Caliphate, Year II

09/07/2015

One year after the declaration of the Caliphate of Al Baghdadi and nearly twelve months after the start of the bombings by the US and its allies, understanding what is really happening with the Islamic State (EI) remains an intellectually insoluble problem. And not because of the jihadi leaders, who are perfectly clear in their objectives and messages, but due to Western mental disability: rather than applying ourselves with analytical reliability, we let ourselves be carried away by ticks, desires and projections of our logic, with the result that looking to the Islamic State is the closest thing to getting on an intellectual roller coaster.

For example, when the CIA in 2013 was already paying some attention on what was then called the Islamic State of Iraq and the Levant, President Obama disdained their abilities by saying that its members were ‘children playing with professional t-shirts’. ‘ More recently, the Spanish intelligence has instructed our government not say ‘Islamic State’ but ‘DAESH’, Arabic acronym of precisely what we don't want to mention, as if by denying the name you could erase reality. Nevertheless, the media has not gotten tired of jumping from scare to celebration and vice versa: fall of Mosul in June last year; Kobani defence in January; and recovery of Tikrit in May; subsequent loss of Ramadi ...The ISIS wins, the ISIS loses, the ISIS wins again. From the youth league, almost innocuous, we have moved on to the feeling that you cannot militarily defeat the Islamic State.

Certainly, the campaign being led by Obama is doing badly. The first aim which was substantially degrading the Islamic State, has not been reached. Not to mention destroying it. In Iraq, the EI continues to rule almost the same area it did a year ago and although it has lost some of its ability to trade oil under their control, it still has more than enough financial sources; in Syria, it virtually controls half of the country and if it has not controlled more it has been due to the resistance of other jihadist groups, not to the actions of the regime or the coalition bombing.

In the field of propaganda, the Islamic State continues to gain ground: the number of international volunteers joining their ranks has not stopped growing. In fact, at higher rates than those killed by coalition attacks. Caliphate provinces have gone beyond the old borders of Iraq and Syria and extend today over the Sinai, Libya, Nigeria, Yemen, Saudi Arabia, Afghanistan and Pakistan. And they will not stop there, because the map of the Caliphate aims to recover all that used to belong to the Islam, including the Iberian Peninsula.

However, there is no need to despair. If the air campaign is not going well it is not because it is only military, it is doing poorly simply because it is totally insufficient. Over a year, the total number of air sorties have been lower than those carried out in a week in the Gulf War of '91, or in two weeks of NATO action in Kosovo. It is insufficient because it is an undeniable fact that wars are not won solely from the air, you have to take the enemy's territory and control it. Obama has preferred that the Iranians do this work (given the failure of the Iraqi army), but sectarian differences are slowing down their potential success. And it is also insufficient because it is not by addressing once and for all the problem of radicalization of young Muslims in our land.

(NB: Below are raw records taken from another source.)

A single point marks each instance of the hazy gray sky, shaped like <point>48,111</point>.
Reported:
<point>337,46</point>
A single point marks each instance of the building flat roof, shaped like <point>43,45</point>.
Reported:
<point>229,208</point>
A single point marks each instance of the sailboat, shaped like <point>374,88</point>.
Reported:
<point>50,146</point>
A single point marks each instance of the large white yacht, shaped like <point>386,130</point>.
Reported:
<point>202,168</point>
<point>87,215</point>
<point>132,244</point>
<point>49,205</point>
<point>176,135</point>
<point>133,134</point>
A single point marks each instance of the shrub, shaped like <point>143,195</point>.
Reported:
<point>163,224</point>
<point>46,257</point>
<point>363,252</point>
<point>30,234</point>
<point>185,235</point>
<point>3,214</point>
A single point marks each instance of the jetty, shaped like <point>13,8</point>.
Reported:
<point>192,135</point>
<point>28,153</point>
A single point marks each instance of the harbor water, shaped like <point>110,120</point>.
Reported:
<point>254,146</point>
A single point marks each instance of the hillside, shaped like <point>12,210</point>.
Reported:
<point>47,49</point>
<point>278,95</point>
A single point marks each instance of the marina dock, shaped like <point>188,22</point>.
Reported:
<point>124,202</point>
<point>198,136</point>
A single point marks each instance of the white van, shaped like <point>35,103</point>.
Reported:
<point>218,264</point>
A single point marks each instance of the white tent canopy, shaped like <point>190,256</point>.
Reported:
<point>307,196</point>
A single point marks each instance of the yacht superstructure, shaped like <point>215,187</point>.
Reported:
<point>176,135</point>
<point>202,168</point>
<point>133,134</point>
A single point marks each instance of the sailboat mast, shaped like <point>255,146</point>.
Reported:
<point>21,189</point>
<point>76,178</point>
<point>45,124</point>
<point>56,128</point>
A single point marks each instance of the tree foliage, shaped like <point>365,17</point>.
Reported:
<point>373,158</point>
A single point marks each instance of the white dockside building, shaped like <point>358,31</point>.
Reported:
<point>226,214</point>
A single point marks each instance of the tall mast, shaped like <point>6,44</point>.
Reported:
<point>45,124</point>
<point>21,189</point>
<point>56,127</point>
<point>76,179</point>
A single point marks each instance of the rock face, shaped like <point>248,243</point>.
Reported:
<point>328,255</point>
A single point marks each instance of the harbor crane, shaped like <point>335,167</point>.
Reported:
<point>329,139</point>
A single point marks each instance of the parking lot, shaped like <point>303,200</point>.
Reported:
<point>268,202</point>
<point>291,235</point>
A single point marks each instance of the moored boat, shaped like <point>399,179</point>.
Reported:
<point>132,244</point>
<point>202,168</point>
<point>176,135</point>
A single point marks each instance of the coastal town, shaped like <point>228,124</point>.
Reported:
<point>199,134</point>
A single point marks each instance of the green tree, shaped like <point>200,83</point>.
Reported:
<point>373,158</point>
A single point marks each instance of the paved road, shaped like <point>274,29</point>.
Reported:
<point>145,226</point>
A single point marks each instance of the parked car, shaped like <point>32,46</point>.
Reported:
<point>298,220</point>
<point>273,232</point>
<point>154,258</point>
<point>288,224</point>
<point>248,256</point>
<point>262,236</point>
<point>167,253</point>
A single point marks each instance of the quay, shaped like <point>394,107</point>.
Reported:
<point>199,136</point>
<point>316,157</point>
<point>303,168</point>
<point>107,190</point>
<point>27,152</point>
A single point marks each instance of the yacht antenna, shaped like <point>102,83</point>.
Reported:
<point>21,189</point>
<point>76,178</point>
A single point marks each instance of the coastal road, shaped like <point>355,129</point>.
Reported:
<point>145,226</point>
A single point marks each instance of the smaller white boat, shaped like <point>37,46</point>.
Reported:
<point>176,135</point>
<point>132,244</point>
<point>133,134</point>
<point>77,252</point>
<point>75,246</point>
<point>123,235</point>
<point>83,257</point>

A change of strategy is urgent. The first thing is to accept that the Islamic state is just that, a State, and Islamic. The second thing is to end the perception that IE is the winning horse in this race. And to do that we must shrink its territorial power, with more bombing and ground troops. If their victories have given it its broad appeal and strength, we must generate losses that weaken it, because as Bin Laden said, nobody bets on a horse that is losing.

It is not a matter of time as American leaders say; it is a matter of intensity. And time is not on our favour.